La première partie de la pièce évoque un numéro de stand up comedy à plusieurs voix où chacun sert sa dénonciation sociétale en forme de gag une fois son tour venu. Tout y passe : l’obsession du bio, le foisonnement des pétitions en ligne, les taxis qui ne prennent pas les cartes de crédit si on ne les avise pas au début de la course, les dysfonctionnements de la CSST, le mariage forcé des petites filles dans certains coins du monde, la difficulté à dialoguer avec un interlocuteur qui saisit son téléphone cellulaire au milieu d’une phrase…

On a le sentiment que Cloutier a pris des notes dans un calepin chaque fois que quelque chose le révoltait dans le monde, et nous a servi son contenu sans plus de fioritures. Ceci, semble-t-il, vise à établir sans détours l’état d’esprit des personnages. On le comprendra rapidement, ils sont « en crisse ». Il y a de quoi, remarquez, car leur vie de misère n’est pas une partie de plaisir.

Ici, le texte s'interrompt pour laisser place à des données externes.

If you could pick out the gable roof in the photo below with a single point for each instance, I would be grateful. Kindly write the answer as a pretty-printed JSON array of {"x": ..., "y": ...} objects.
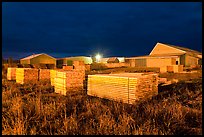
[
  {"x": 184, "y": 49},
  {"x": 36, "y": 55},
  {"x": 180, "y": 50}
]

Peinant à joindre les deux bouts, ils sont à la merci du propriétaire de la galerie commerciale (Denis Bernard, très à l’aise dans ce rôle ingrat), roitelet sans scrupules, qui distribue les jobines et ses faveurs selon son humeur, et qui n’hésite ni à exploiter ni à malmener ses sujets.

Soudain, on change de ton, comme si Cloutier s’était rappelé que son objectif n’était pas de nous faire rire, mais de nous montrer que la vie est dure, et voilà que l’on bascule dans le drame : les jobines évoluent en contrats mafieux, le fils difficile se fait virer de l’école après avoir violenté une camarade, la magouille d’achat / revente d’huîtres tourne au désastre, la bonne amie disparaît (ou non ? ce n’est pas clair), les coucheries sont révélées, jusqu’au coup de tonnerre final (presque littéralement souligné par la musique) qui est tellement improbable qu’on en est franchement agacé, même si on sait les personnages programmés à faire de mauvais choix.

Parlant de mauvais choix, confier la mise en scène de son propre texte à Cloutier s’avère avoir été mal avisé, et les comédiens, plantés dans cet espace vide et jaune vif, semblent plutôt désœuvrés quand ce n’est pas leur tour de parler (ou de crier).

Quant à la musique composée par Misteur Valaire (c’est la première incursion du groupe dans l’univers théâtral), elle a un caractère grandiloquent qui semble vouloir souligner le caractère héroïque des personnages (survivre dans un univers pareil prend des ressources et du courage) mais ne fait qu’ajouter à ce qui irrite.

© Suzane O’Neill

Pour réussir un poulet

Texte et mise en scène : Fabien Cloutier. Assistance à la mise en scène : Emmanuelle Nappert. Décor, costumes et accessoires : Maude Audet. Éclairages : André Rioux. Musique : Valaire. Avec Denis Bernard, Gabrielle Côté, Guillaume Cyr, Marie Michaud et Hubert Proulx. Une production du Théâtre de la Manufacture. À la Licorne jusqu’au 1er novembre 2014. En tournée à travers le Québec en 2017, notamment au Périscope du 14 au 25 mars et à la Licorne du 28 mars au 8 avril.